Indikasi tersebut ia ungkapkan pada awak media, setelah dirinya baru-baru ini mengunjungi sejumlah kawasan di Pesisir Selatan bersama Kementerian PUPR.

Selain itu ia menyebut, indikasi ini muncul setelah berkaca pada becana serupa yang terjadi beberapa waktu belakangan.

“Dari kejadian longsor beberapa tahun lalu termasuk bencana yang sekarang terjadi ini ada indikasi (illegal logging).”

“Terbukti saat saya ke sana penebangan liar itu ada,” katanya dikutip dari Antara.

Tidak hanya di Pesisir Selatan, penebangan liar ini juga terjadi di beberapa kawasan lain, yang juga terdampak banjir dan longsor. Salah satunya adalah Pasaman.

Menyikapi hal tersebut, Mahyeldi menyebut, pihaknya perlu menindaklanjuti persoalan tersebut.

Tujuannya agar tidak ada lagi penebangan liar di kawasan hutan yang berfungsi sebagai penahan laju air terutama saat hujan.

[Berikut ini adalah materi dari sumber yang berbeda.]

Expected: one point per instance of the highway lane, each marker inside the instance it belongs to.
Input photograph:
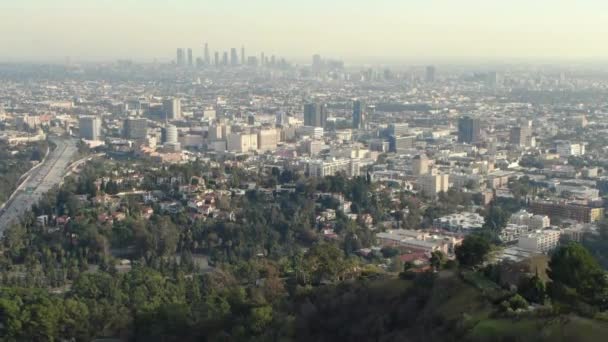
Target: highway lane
(40, 181)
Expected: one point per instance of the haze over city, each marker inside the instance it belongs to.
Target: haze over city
(303, 170)
(356, 30)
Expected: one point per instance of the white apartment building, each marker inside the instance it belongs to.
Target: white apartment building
(433, 184)
(322, 168)
(540, 241)
(242, 142)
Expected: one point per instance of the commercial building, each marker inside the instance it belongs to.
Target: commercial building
(460, 222)
(315, 114)
(567, 149)
(565, 210)
(268, 139)
(172, 108)
(401, 144)
(520, 136)
(135, 128)
(420, 165)
(398, 129)
(430, 74)
(469, 130)
(90, 127)
(358, 114)
(169, 134)
(433, 184)
(242, 142)
(540, 241)
(323, 168)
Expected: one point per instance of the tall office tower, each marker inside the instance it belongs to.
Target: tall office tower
(181, 59)
(190, 57)
(398, 129)
(90, 127)
(317, 63)
(281, 118)
(358, 115)
(172, 108)
(169, 134)
(520, 136)
(420, 165)
(430, 74)
(469, 130)
(234, 58)
(207, 57)
(135, 128)
(252, 61)
(401, 144)
(315, 115)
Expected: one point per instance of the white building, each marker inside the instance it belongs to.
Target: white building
(242, 142)
(310, 131)
(172, 108)
(460, 222)
(567, 149)
(433, 184)
(322, 168)
(90, 127)
(534, 222)
(540, 241)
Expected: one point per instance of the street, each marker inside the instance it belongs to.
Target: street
(41, 180)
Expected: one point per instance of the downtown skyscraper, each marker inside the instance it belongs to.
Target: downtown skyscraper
(358, 114)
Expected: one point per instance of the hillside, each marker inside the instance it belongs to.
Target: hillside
(449, 309)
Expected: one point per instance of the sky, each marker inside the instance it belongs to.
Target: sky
(354, 30)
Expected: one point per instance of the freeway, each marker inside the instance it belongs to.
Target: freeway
(38, 182)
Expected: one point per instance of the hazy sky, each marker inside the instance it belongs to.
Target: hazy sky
(349, 29)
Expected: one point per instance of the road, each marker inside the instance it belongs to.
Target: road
(40, 181)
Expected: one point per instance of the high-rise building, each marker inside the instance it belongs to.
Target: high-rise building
(268, 139)
(190, 60)
(358, 115)
(169, 134)
(401, 144)
(181, 59)
(398, 129)
(469, 130)
(234, 58)
(520, 136)
(315, 114)
(207, 57)
(430, 74)
(420, 165)
(433, 184)
(317, 63)
(90, 127)
(172, 108)
(135, 128)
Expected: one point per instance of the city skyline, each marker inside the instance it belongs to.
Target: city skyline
(358, 31)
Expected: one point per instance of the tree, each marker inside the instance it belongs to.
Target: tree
(437, 260)
(572, 266)
(533, 289)
(473, 250)
(496, 218)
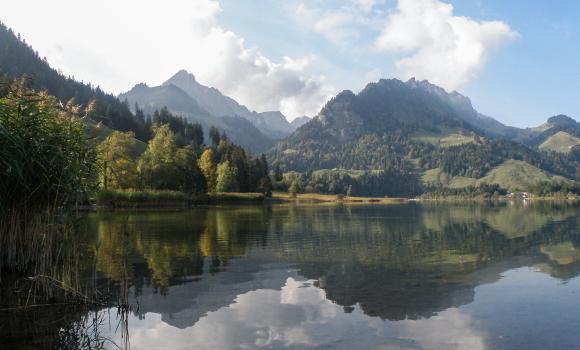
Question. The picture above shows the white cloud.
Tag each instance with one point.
(365, 5)
(118, 44)
(448, 50)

Pemerintah Provinsi Sumbar juga akan menggencarkan program perhutanan sosial.

Langkah demikian ia harapkan bisa menjadi sebuah solusi mencegah terjadinya bencana hidrometeorologi seperti banjir maupun tanah longsor.

“Jadi, masyarakat bisa memanfaatkan alam tanpa merusak hutan,” ujar dia.

Sebelumnya diketahui, Menteri PUPR Basuki Hadimuljono menilai, banjir dan longsor di Pessel ini terjadi akibat dua hal.

Pertama, kata dia, diduga penyebab banjir bandang lantaran adanya ilegal logging.

Kedua, ia menjelaskan banjir bandang dipicu oleh hujan ekstrem yang tidak mampu ditampung.

“Kondisi geografis juga sangat berpengaruh, tebing lalu jalan dan langsung ke sungai, luncuran airnya cepat.”